Bonus tidbit: Quarterback Alex Smith plays better in the no-huddle because he’s comfortable in it and he ran it at Utah, but coach Andy Reid still calls all the plays. That final drive in regulation, down 24-16 against Denver? That was him, though Reid trusts Smith to audible out of certain plays.
This, by far, is the most surprising question I keep getting, though I probably shouldn’t be shocked thanks to the proliferation of fantasy football. Look, Conley is a terrific athlete who is still learning the subtleties of the position and how to get open in this league. He’s already taken some positive steps; his hands seem stronger, and at worst, he seems like a capable possession receiver.
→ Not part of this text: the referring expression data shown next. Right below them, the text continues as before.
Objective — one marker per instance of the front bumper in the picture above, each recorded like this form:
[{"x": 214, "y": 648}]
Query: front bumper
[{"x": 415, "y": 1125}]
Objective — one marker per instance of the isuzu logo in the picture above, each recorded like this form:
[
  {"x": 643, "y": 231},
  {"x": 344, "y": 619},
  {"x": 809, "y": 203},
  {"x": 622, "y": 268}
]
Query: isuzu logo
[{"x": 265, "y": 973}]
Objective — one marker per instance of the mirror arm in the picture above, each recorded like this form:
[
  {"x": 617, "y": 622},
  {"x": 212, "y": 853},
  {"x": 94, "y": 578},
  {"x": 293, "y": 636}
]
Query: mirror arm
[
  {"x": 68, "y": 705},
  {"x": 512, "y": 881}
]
But to become a consistent downfield threat, he’ll have to continue to improve his route-running, burst out of cuts, ball tracking and chemistry with Smith, all things that play into whether a player can take the top off the defense.
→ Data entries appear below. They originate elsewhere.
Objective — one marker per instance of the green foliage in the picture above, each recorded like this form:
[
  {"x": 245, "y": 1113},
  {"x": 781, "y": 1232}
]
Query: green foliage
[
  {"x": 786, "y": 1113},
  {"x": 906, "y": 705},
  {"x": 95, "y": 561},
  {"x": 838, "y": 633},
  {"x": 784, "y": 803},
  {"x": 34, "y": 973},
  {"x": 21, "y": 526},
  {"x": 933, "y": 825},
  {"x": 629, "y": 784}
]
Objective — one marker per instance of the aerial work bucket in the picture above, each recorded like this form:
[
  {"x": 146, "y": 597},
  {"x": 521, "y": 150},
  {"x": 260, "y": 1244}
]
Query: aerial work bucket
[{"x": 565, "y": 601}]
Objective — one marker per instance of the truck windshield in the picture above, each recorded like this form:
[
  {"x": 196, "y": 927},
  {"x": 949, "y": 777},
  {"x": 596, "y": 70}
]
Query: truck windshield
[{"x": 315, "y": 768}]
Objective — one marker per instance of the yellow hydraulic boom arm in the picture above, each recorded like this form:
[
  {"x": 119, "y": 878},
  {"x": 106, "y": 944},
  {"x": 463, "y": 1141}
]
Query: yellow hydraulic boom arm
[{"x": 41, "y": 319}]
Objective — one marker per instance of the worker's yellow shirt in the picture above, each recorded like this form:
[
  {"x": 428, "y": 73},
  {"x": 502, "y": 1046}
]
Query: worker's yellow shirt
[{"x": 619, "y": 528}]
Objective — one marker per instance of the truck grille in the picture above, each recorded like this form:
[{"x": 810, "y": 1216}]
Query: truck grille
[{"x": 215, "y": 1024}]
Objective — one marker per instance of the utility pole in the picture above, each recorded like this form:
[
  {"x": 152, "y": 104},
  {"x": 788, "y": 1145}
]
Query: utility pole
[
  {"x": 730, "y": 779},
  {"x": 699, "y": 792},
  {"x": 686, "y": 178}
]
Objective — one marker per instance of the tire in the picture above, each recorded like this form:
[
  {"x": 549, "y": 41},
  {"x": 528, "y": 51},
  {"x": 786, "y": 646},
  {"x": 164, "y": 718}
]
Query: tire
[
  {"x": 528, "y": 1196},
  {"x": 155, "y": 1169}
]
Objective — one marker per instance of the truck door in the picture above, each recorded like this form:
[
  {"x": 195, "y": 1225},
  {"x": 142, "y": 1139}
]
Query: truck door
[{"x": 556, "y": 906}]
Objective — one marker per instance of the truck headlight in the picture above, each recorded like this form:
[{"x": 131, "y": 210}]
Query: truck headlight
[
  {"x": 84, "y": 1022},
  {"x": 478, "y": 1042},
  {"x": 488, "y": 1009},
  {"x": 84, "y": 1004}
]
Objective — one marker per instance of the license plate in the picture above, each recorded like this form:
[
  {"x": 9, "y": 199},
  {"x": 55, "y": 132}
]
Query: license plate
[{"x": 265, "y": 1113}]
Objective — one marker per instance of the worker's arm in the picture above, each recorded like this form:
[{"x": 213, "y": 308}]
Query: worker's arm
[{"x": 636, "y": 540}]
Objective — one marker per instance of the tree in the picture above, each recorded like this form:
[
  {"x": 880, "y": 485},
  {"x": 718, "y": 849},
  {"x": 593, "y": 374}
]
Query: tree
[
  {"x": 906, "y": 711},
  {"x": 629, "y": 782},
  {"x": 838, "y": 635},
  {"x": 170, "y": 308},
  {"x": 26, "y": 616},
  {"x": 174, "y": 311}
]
I’m firmly a “you are what your record says you are” guy. If the Chiefs were 3-8 but all the games were close and some bad breaks went against them, no one — absolutely no one — would want to hear any excuses, right? Context is important in all things, I know, but the NFL — and the world, really — is results-based. You either do it, or you don’t. You win or you lose. Period. So while it’s okay to be worried about the offense — and you wouldn’t be rational if you weren’t — winning in this league is really, really hard, and you guys should be happy you have a good team that’s primed to make the playoffs. Try to enjoy it, even if the wins aren’t always pretty.